Персефона, глядя на его лицо, тихо шевельнула губами: чему радоваться? И даже больше того: тут Лисса-безумие не проходила? Война на пороге, богов Гигантам не одолеть, а эти двое нашли, когда — на мечах…

— Мы вчера вечером как раз вернулись — ты уже спала. Ну как, отдохнула? — глядит только с тревогой, будто на младшую сестренку. — Тебе бы подкрепиться сейчас — нектар…

И это тоже — нашли когда. Персефона поморщилась, хотела было спросить: может, это все-таки был дурной сон, ее просто выбросило здесь, остальное приснилось… Но вслед за мужем подошла Афина и ответила сразу на взгляд:

— Не сон. И не бездельничаем. Просто ждем кое-кого — а забивать голову сейчас было бы неразумно. Успеем, когда гости прибудут.

Арес пробормотал что-то под нос о том, что некоторые гости кому угодно что угодно в голову забьют. Гвоздь, например. Персефона взглянула недоуменно и настороженно.

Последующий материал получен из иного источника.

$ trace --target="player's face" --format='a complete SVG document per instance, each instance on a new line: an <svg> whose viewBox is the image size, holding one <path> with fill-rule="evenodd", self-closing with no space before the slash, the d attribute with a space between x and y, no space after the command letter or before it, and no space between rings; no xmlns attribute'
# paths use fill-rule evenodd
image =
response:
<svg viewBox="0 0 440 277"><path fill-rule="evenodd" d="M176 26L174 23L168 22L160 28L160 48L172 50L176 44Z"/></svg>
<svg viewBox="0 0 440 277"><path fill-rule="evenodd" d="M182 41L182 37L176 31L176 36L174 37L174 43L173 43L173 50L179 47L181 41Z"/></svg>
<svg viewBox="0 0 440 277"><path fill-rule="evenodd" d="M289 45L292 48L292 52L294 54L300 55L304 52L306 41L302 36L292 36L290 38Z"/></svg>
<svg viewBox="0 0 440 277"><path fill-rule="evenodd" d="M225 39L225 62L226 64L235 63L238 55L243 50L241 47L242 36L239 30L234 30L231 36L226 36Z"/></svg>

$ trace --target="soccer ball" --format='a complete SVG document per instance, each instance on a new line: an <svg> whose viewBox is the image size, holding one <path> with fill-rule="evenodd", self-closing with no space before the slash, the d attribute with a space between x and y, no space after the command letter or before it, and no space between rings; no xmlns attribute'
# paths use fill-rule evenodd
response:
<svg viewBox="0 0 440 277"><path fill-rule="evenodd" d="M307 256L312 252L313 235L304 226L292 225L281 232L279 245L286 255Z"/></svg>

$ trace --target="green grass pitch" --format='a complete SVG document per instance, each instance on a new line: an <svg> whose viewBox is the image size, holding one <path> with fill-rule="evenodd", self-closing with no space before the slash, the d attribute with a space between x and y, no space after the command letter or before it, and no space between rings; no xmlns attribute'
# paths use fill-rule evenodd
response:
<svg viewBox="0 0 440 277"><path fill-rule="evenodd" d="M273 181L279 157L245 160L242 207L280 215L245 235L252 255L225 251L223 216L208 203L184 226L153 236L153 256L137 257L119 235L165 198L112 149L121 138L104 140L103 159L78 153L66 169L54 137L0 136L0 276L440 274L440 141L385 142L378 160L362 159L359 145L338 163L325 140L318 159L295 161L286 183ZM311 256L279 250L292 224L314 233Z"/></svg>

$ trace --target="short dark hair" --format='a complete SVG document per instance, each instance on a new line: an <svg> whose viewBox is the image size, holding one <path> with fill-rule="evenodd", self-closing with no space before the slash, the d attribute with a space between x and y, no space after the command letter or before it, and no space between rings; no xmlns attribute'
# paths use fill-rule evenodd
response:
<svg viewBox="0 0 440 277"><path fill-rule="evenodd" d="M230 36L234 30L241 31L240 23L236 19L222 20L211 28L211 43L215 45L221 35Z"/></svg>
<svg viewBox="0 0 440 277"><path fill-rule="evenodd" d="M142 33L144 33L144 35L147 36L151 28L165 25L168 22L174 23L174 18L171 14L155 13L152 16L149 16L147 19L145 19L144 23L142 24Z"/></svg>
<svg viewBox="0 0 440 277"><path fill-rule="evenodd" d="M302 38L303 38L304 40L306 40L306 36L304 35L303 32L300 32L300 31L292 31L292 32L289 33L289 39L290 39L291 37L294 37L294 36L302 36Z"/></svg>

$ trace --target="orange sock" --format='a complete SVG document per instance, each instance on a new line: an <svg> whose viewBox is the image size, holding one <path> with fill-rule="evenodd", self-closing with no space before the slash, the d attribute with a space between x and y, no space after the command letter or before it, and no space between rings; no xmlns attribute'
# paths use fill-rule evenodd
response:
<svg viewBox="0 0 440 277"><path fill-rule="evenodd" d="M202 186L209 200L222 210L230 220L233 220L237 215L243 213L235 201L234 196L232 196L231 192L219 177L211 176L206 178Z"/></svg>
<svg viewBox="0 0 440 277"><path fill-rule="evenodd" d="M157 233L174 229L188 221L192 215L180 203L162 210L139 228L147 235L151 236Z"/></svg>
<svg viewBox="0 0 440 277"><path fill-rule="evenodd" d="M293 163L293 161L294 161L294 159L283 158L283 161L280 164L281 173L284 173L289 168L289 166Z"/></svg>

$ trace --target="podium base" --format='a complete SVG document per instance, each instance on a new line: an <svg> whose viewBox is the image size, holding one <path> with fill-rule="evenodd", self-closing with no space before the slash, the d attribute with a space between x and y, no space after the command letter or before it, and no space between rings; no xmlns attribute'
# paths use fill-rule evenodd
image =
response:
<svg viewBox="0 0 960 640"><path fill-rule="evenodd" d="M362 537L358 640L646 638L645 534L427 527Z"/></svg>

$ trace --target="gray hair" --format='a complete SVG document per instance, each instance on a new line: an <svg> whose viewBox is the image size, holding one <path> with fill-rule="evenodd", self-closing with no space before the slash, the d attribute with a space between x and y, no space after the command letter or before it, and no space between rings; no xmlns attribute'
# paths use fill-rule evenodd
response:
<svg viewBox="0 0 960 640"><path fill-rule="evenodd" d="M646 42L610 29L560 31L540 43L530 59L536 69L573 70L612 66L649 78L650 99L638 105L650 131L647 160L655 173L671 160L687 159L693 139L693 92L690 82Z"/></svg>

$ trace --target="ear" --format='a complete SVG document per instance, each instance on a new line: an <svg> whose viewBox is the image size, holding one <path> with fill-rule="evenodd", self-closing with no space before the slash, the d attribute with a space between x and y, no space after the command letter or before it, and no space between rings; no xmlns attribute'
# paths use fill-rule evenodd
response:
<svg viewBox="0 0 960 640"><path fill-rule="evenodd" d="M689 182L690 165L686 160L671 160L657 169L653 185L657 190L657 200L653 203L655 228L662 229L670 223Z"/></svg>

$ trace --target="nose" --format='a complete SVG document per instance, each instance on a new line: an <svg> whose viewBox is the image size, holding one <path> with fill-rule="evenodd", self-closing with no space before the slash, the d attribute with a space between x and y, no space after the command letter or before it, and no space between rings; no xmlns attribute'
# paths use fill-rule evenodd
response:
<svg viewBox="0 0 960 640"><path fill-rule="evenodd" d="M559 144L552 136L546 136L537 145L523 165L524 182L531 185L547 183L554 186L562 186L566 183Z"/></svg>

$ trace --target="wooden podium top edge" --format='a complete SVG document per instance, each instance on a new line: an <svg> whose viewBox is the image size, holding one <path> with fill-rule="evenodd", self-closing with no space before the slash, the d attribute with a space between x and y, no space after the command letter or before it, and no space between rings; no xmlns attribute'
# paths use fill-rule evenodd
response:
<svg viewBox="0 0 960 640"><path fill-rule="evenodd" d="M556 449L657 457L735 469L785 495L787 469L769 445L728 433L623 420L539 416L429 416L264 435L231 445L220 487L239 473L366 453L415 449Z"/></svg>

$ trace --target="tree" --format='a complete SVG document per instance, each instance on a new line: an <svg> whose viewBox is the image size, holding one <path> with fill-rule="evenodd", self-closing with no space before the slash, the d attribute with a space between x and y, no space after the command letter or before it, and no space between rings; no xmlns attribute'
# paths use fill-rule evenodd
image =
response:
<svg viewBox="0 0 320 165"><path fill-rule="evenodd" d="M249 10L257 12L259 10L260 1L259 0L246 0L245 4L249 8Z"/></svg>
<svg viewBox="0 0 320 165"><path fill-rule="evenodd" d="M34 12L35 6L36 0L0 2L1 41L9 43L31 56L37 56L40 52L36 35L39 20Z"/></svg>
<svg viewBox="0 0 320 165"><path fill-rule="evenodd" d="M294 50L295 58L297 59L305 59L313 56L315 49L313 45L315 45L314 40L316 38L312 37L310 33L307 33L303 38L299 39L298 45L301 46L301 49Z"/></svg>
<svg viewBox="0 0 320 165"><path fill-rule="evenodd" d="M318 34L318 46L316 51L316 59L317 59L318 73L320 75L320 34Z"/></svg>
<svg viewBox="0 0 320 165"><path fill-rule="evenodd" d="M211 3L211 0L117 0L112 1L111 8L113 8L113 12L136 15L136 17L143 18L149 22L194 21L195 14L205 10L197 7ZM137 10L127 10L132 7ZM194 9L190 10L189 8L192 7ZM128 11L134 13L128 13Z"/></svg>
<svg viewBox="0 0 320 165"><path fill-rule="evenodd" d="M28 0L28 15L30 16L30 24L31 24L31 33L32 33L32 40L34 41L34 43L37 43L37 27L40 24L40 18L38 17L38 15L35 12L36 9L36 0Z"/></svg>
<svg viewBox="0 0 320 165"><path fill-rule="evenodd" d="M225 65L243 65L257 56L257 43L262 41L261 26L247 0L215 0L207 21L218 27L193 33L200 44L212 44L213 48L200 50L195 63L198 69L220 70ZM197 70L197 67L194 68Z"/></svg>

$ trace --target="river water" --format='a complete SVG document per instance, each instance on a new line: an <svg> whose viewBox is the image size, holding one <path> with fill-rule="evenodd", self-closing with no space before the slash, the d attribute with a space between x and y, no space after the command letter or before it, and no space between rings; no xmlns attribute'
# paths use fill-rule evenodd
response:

— Они тебя не выдадут, — успокоила Афина. — Ни Зевсу, ни Аполлону, ни матери. Будут только наши союзники.

Союзники бывают в войне.

Оказывается, они к ней готовились. Ждали и копили силы. Олимп пировал, — думала Персефона с горечью. Олимп пировал, и у нас вовсе нет войск. А здесь, на краю света, втихомолку и издалека заключались военные союзы, ковалось оружие под руководством Прометея, создавались отряды, палестры…

Что может группка изгнанников-заговорщиков?

Судьбы мира решать, оказывается.

На совет первым явился Прометей. Прошел в густую тень обширной беседки, уселся. Извинился за брата: у того какие-то разговоры с отцом. То ли по поводу сосудов, то ли по поводу Пандоры, то ли по поводу вещих прозрений, кто там знает многомудрого и осторожного титана Япета.

Прилетел Гипнос — какой-то встрепанный и угрюмо трущий глаза: «Уснешь с вашей братией! То копьем. То на Флегры. На себя самого отвара не хватает!»

Следом возникла Гера, кивнула деловито: «Так и знала, что ты где-то тут, успокою сестру. Нет, не скажу, конечно, где ты. Садись ближе, племянница, долго не виделись». Персефона кивала скованно: не знала, как говорить с первой женой Климена Странника. Хотя она ведь сейчас замужем за другим — вон ее кифаред, тихо гладит струны, а глаз с жены не спускает — вдруг да потеряется.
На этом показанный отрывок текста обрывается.